ART


The greatest burden that the reader of [Camille Paglia’s] Glittering Images must carry is knowing from the start that the history of Western art will reach its apparent apogee with Star Wars, about which Paglia writes, “Nothing I saw in the visual arts of the past 30 years was as daring, beautiful and emotionally compelling as the spectacular volcano-planet climax of Lucas’s ‘Revenge of the Sith.’ ” Lucas’s importance lies in his ability to turn “dazzling new technology into an expressive personal genre.”

There is something deeply depressing about having to argue over the cultural dominance of an immensely successful and beloved filmmaker like George Lucas in the context of art history…. What speaks to us in a work of art and makes it resistant to the passage of time is the depth of the humanity it expresses. There is entertainment, and then there is something infinitely richer: what we call “the sublime,” the true rec­ord of our spiritual condition that we get from serious and complex artworks. The films of William Kentridge, the serene Land Art of Andy Goldsworthy, the paintings of Anselm Kiefer, Einstein on the Beach — all these are sublime. Star Wars is not.

Earlier in her book Paglia states that art “expresses our soul.” If her claim for Lucas’s importance is valid, we might well ask what kind of soul we Americans now have that is expressed not by Oedipus, or by Krishna , Lear, Faust, Tristan or Leopold Bloom, but rather by Luke Skywalker and Obi-Wan Kenobi.
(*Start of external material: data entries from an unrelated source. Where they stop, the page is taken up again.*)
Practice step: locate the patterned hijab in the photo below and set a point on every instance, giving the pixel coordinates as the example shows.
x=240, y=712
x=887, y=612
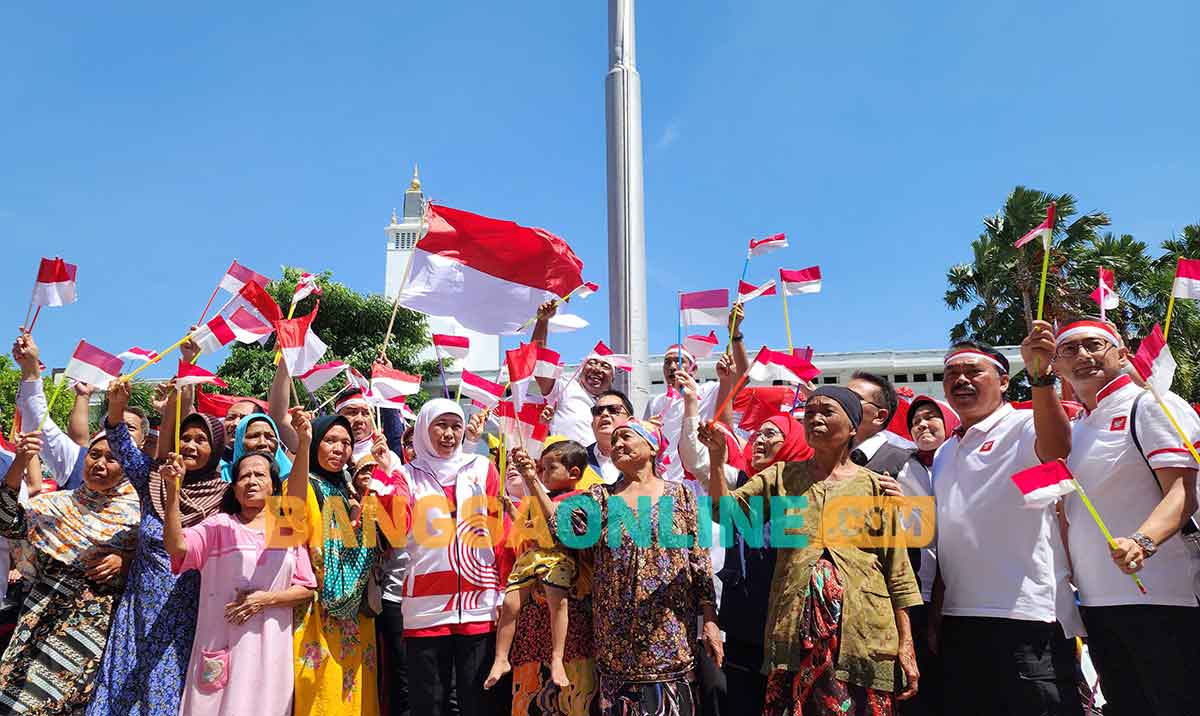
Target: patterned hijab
x=199, y=495
x=70, y=525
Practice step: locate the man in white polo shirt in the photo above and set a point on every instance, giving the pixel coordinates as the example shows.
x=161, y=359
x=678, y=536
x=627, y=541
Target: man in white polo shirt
x=1002, y=569
x=1145, y=647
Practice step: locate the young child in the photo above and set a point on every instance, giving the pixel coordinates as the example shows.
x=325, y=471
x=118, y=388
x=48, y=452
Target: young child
x=551, y=479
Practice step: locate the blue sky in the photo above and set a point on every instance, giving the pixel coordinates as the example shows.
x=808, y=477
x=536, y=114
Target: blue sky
x=150, y=144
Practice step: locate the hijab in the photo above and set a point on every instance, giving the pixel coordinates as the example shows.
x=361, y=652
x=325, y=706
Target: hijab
x=444, y=469
x=199, y=495
x=795, y=447
x=239, y=439
x=70, y=525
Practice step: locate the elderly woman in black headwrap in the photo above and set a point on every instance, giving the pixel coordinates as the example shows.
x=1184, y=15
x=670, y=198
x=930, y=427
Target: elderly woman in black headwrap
x=837, y=623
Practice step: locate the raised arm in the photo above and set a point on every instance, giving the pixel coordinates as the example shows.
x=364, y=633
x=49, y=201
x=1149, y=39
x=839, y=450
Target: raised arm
x=277, y=408
x=298, y=480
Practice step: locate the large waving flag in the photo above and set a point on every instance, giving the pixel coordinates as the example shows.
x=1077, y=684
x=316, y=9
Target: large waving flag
x=298, y=343
x=804, y=281
x=1187, y=280
x=705, y=308
x=91, y=365
x=55, y=283
x=761, y=246
x=490, y=275
x=1043, y=230
x=1155, y=362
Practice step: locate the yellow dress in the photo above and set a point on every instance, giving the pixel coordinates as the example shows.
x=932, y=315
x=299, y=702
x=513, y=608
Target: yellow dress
x=335, y=659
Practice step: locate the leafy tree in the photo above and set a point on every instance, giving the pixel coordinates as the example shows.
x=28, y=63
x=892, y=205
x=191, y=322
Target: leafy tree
x=352, y=324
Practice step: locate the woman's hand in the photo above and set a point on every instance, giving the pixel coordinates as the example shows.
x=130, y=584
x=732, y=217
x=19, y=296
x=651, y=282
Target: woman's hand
x=907, y=659
x=247, y=605
x=713, y=644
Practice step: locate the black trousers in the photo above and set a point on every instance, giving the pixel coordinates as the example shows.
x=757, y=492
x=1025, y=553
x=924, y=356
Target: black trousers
x=1147, y=657
x=457, y=665
x=928, y=701
x=1008, y=667
x=394, y=674
x=745, y=686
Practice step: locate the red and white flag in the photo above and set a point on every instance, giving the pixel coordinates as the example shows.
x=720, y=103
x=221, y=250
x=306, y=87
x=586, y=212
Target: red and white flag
x=749, y=292
x=390, y=384
x=306, y=286
x=490, y=275
x=521, y=362
x=705, y=308
x=547, y=365
x=1105, y=294
x=456, y=347
x=321, y=374
x=1155, y=362
x=190, y=374
x=55, y=283
x=701, y=346
x=257, y=302
x=804, y=281
x=761, y=246
x=91, y=365
x=1187, y=280
x=1044, y=230
x=771, y=365
x=238, y=276
x=1044, y=483
x=221, y=330
x=138, y=354
x=481, y=390
x=300, y=346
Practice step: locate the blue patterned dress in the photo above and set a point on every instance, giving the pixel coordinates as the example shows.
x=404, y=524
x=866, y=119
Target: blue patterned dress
x=150, y=641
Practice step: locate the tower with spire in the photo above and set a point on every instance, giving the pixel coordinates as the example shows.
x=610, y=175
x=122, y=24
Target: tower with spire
x=403, y=232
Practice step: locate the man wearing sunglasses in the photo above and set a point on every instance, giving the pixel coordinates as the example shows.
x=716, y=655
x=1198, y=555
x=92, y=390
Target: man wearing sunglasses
x=1141, y=480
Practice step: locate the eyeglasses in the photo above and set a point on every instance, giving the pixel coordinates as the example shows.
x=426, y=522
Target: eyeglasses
x=1092, y=346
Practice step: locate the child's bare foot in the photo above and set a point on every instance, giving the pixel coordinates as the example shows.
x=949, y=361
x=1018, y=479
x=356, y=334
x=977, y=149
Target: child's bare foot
x=558, y=674
x=499, y=667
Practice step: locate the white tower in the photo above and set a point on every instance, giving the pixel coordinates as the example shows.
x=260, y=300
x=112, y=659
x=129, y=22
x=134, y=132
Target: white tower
x=403, y=233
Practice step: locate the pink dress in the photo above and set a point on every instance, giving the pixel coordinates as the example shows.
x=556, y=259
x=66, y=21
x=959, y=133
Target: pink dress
x=240, y=669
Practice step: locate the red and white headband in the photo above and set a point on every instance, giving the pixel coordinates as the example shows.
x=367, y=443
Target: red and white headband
x=1081, y=329
x=972, y=355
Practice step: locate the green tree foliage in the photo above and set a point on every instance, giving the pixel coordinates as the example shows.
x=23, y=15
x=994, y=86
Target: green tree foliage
x=999, y=287
x=352, y=324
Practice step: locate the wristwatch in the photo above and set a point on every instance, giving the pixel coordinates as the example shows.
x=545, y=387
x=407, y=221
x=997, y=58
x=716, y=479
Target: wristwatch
x=1147, y=546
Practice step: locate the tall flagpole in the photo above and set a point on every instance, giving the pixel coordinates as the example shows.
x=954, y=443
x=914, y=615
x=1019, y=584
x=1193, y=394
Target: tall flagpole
x=627, y=228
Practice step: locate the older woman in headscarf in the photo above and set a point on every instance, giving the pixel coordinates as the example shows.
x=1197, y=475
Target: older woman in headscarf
x=648, y=597
x=453, y=584
x=258, y=432
x=49, y=663
x=837, y=620
x=150, y=642
x=335, y=642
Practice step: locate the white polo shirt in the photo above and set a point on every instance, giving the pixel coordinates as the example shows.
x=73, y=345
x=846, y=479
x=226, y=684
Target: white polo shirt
x=671, y=410
x=1107, y=463
x=573, y=414
x=997, y=557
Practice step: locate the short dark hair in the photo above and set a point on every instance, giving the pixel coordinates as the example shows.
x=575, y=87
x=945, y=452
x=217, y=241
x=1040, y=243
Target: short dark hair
x=624, y=398
x=569, y=452
x=892, y=402
x=985, y=349
x=229, y=504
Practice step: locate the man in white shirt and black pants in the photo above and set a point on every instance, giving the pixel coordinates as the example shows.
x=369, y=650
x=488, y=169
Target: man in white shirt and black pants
x=1002, y=569
x=1141, y=480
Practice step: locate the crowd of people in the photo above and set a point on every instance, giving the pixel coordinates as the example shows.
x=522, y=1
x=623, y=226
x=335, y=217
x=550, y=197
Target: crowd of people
x=154, y=583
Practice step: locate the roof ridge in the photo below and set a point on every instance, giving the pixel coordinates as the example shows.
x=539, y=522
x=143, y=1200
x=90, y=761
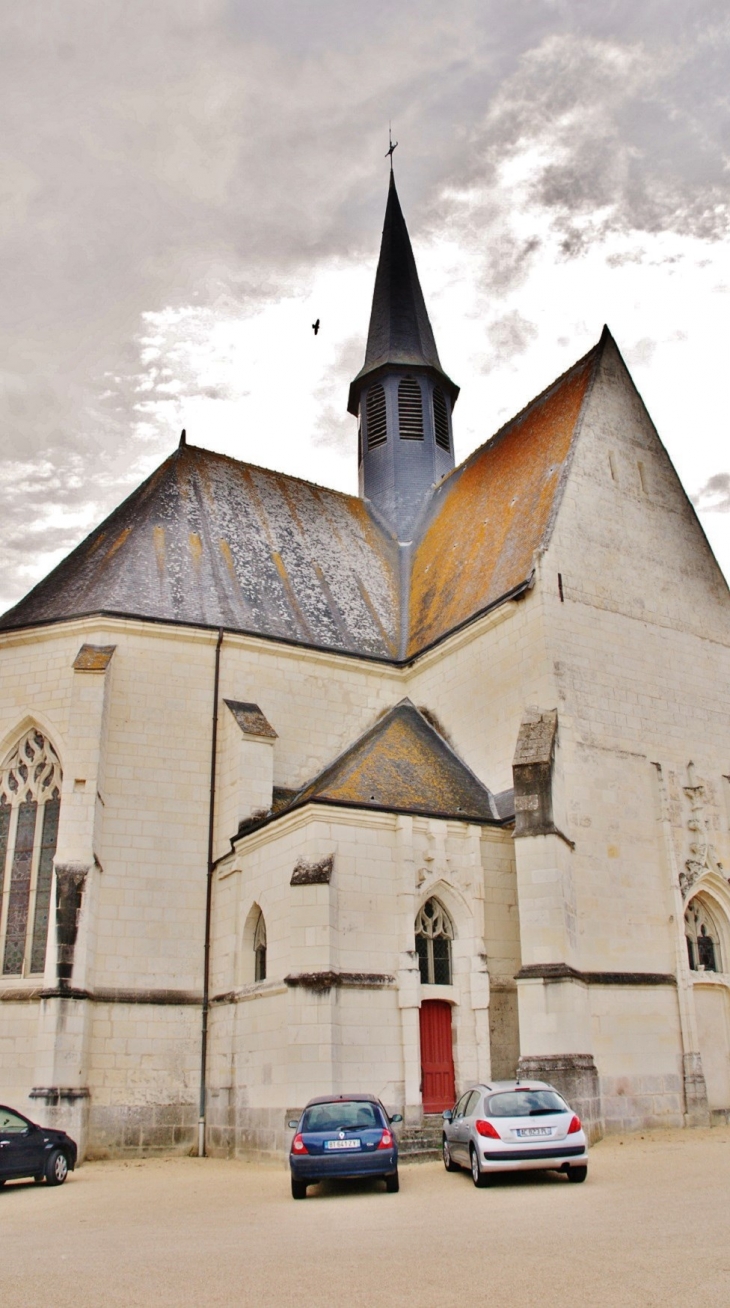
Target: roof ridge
x=258, y=467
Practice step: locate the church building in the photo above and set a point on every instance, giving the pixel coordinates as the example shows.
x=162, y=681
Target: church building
x=308, y=793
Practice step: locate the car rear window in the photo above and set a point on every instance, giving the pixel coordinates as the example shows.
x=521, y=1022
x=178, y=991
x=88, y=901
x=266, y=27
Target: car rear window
x=525, y=1103
x=347, y=1115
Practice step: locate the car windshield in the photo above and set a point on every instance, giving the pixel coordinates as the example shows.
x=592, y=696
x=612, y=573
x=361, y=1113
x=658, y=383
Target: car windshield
x=347, y=1115
x=525, y=1103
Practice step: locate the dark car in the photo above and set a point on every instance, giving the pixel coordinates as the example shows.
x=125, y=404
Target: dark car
x=343, y=1135
x=30, y=1150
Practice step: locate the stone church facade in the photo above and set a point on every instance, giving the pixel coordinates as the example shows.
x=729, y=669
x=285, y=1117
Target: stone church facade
x=308, y=793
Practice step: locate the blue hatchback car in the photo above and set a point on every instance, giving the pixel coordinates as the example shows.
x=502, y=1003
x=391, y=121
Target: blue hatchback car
x=343, y=1135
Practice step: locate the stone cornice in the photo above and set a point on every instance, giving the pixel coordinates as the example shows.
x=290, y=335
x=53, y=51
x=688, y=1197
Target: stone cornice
x=564, y=972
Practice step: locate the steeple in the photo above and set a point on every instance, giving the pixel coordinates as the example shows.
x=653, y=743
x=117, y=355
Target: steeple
x=402, y=396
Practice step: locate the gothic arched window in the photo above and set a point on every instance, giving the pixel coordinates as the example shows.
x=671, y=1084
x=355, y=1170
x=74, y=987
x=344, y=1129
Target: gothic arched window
x=376, y=423
x=441, y=420
x=259, y=950
x=433, y=943
x=703, y=938
x=410, y=410
x=30, y=782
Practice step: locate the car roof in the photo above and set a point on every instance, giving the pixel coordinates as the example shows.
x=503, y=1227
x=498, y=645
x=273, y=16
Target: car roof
x=496, y=1086
x=339, y=1099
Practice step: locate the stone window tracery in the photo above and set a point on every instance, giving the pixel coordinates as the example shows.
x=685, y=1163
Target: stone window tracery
x=433, y=943
x=30, y=782
x=703, y=938
x=259, y=950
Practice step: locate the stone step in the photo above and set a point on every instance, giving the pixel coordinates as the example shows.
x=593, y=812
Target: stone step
x=421, y=1143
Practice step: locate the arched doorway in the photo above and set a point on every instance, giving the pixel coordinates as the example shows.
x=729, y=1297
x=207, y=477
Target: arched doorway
x=434, y=933
x=437, y=1056
x=707, y=946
Have we reached a point in time where the very best we have to offer is Star Wars, a creation that, for all the enjoyment it may have afforded us in our youth, has all the soul and emotional resonance of a video game and ponders the mystery of our existence at the level of a toddler?

The achievement of Lucas, like that of Disney, is indisputably a defining element of American culture. But no amount of apotheosis and breathless encomium will elevate it to be other than exactly what it is — entertainment. To see George Lucas as the “greatest living artist” is to repeat an error especially common among Americans, which is to measure an artwork’s importance by its reach rather than its depth. Paglia, who knows her Emily Dickinson and her Kafka (both artists with zero “fan base” in their lifetimes), has journeyed to the wrong continent, and what she has found glittering there is fool’s gold.

-- John Adams , New York Times Book Review



Diagnosed as a paranoid schizophrenic, Arthur Bispo do Rosário spent more than a half century locked inside a psychiatric hospital. Moving back and forth between reality and delirium, art and divine mission, Bispo do Rosário claimed to have been chosen by the Almighty to carry out the task of mapping the world and giving it back to God in a reconstructed form…Unraveling uniforms and sheets to obtain the materials for his embroideries, purchasing or exchanging objects and making use of leftovers of materials discarded at the hospital, his pieces bring to life a new language, one capable of bringing together meanings, dreams and signs. Fragmenting communication into his own codes, Arthur Bispo do Rosário created a ludic universe of embroidery, assemblages, mantles, banners and other objects that would later be hailed as works of reference for contemporary art.